The rich colour and life of Istanbul are there, of course: Nadel obviously loves the place and knows it well in all its beauty, sophistication, decadence and seediness.

Here, however, she turns our attention to the cruel underpinnings of life, love and sexual behaviour, those rigid, often patriarchal, sometimes quasi-religious, principles clung to, especially by country dwellers (for example, from Anatolia) seeking a new life in the big city. Thus, Ikmen is appalled when investigating the death of a 17-year-old girl, burnt alive in her own bedroom, to realise that this probably was not a suicide, but murder. And, when he notes that her father shows no emotion, he begins to suspect that he’s dealing with an “honour killing” committed by or on behalf of the family, an idea reinforced when he learns that the girl had had a secret boyfriend (since vanished) and was thought to have dishonoured the family by this association.

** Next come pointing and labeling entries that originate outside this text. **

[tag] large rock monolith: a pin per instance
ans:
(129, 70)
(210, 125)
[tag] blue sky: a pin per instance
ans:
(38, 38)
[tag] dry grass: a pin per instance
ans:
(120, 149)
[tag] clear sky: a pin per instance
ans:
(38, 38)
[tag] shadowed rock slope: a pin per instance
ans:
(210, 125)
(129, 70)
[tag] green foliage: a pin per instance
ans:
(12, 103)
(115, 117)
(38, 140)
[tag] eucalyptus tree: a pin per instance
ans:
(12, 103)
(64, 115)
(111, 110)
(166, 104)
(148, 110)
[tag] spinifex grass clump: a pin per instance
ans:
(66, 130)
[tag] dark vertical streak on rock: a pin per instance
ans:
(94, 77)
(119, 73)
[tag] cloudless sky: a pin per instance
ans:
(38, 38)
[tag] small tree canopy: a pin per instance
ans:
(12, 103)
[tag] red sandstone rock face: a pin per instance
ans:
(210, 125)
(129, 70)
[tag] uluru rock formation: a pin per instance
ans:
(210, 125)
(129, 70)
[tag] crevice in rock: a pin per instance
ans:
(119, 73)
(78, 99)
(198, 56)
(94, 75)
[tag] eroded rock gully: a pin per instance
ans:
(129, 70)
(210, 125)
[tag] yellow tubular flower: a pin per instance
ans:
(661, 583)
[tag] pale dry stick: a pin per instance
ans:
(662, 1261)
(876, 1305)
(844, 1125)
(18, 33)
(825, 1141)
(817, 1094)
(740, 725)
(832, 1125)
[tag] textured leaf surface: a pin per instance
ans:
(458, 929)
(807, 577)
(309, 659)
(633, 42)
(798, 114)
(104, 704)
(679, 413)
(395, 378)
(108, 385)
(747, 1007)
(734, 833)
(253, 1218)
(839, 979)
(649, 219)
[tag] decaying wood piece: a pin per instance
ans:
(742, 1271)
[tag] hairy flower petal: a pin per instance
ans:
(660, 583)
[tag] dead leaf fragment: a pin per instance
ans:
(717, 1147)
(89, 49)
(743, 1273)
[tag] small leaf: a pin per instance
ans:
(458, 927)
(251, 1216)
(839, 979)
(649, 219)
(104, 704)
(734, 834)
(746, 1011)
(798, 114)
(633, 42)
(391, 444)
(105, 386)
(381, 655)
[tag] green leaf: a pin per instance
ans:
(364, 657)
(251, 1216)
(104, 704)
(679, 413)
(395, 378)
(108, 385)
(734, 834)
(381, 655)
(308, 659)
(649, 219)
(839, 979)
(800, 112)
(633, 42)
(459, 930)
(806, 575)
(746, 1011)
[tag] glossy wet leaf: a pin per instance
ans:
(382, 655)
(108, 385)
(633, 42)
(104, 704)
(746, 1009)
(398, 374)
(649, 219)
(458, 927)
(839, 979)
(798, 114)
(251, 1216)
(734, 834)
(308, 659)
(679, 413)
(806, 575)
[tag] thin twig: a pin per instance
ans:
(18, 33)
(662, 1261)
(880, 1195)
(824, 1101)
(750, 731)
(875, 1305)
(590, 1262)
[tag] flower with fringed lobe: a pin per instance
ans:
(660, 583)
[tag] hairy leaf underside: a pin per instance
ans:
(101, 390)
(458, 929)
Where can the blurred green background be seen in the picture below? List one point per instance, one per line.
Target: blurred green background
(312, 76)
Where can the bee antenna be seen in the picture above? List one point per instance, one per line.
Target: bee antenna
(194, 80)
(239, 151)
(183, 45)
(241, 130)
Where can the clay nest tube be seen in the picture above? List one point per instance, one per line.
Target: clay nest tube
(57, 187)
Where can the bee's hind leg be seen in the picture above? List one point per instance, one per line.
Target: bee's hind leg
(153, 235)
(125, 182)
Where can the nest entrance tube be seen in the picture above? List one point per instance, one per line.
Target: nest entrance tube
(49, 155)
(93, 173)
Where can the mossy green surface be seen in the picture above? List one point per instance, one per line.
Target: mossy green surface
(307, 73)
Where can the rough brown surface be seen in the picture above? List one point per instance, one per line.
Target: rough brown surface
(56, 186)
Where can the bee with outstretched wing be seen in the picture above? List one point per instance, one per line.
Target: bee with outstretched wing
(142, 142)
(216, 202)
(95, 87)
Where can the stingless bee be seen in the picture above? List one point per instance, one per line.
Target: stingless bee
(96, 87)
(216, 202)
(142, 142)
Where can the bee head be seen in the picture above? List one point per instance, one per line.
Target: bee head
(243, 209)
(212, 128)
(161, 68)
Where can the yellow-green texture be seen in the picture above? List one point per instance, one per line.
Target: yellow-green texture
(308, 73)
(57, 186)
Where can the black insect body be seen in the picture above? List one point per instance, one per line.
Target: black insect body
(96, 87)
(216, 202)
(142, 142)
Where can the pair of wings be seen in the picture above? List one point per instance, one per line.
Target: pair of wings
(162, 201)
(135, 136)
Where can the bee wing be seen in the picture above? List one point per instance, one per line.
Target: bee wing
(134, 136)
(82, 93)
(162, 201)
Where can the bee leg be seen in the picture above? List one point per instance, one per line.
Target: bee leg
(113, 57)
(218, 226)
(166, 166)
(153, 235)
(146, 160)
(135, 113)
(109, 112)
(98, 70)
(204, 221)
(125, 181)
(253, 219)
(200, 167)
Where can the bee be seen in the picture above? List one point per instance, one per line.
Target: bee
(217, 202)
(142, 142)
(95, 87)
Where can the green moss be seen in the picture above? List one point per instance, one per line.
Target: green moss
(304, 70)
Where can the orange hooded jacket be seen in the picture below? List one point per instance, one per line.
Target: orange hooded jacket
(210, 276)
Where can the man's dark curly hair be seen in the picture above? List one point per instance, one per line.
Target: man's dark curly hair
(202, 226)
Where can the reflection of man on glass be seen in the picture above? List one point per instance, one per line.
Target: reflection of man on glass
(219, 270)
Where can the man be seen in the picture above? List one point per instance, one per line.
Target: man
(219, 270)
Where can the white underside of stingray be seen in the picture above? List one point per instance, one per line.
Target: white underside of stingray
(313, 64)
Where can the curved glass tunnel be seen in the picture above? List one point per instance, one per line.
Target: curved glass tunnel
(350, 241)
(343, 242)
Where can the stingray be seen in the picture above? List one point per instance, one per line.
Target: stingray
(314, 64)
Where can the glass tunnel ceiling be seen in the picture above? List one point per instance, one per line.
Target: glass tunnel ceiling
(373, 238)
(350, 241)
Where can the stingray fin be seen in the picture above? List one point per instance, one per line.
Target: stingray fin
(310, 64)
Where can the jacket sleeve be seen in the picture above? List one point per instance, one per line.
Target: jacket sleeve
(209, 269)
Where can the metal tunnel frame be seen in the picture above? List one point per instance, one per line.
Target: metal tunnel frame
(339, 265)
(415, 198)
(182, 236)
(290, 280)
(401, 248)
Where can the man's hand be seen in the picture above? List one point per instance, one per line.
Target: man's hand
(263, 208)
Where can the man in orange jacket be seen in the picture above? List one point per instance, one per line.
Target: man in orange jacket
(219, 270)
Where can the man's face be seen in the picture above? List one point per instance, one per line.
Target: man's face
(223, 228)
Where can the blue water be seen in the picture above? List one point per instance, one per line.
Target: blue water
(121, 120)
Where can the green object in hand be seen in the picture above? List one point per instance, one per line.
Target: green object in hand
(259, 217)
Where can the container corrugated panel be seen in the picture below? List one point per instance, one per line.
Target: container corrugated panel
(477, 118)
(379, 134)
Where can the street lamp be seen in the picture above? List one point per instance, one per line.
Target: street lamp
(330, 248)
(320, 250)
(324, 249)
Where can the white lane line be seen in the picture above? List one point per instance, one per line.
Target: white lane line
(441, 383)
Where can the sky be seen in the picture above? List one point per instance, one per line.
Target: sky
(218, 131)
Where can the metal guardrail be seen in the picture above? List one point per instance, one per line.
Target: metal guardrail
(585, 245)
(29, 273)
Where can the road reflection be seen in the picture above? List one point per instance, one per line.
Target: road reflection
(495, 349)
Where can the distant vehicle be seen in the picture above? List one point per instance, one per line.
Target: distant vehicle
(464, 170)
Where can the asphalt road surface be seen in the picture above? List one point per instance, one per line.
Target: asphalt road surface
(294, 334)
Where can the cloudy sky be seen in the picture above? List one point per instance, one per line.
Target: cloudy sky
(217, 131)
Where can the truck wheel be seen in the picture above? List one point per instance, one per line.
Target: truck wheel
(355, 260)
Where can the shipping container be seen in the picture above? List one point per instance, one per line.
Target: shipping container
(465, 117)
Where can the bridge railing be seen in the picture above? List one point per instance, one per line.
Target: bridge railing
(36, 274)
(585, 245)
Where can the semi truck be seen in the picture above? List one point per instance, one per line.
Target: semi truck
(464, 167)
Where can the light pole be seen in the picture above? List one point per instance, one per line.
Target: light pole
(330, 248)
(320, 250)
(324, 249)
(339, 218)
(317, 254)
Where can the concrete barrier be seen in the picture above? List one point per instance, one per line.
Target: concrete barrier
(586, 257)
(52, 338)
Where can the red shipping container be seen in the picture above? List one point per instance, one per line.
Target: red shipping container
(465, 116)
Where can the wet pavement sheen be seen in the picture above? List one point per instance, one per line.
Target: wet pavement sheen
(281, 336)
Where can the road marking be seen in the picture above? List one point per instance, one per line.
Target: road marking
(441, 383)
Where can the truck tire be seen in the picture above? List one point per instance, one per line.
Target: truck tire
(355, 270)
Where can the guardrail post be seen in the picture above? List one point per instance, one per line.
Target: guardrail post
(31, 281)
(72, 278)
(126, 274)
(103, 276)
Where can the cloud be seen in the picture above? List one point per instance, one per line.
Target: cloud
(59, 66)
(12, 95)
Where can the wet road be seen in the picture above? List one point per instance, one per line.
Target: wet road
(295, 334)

Forensic evidence is almost lacking, but in the course of their investigation Ikmen and his partner, Inspector Mehmet Suleyman, question two teenage boys — one from a wealthy family, the other a child of the slums — whose only link to each other is music: both are fine pianists, and both study with the same respected piano teacher. When the latter, a homosexual with lively appetites, is found with his throat cut, Ikmen and Suleyman realise that the meshwork of deceit, sexual and religious prejudice, primitive violence and desperation, is far more ravelled than had first appeared.

For much of the time Ikmen works virtually single-handed, for Suleyman is preoccupied with fighting his own demons, being obsessively in love with a flamboyant Gypsy woman, a hopelessly unsuitable and therefore doomed relationship, and one that could pull him into a dangerous underworld, ruin his career and threaten his life.

Well-plotted, intelligent and readable, this novel uses the detective format to provide extraordinary insights into a culture which, while it has strong and earnest European pretensions and aspirations, in some ways remains stuck in the Mediaeval Middle Eastern past.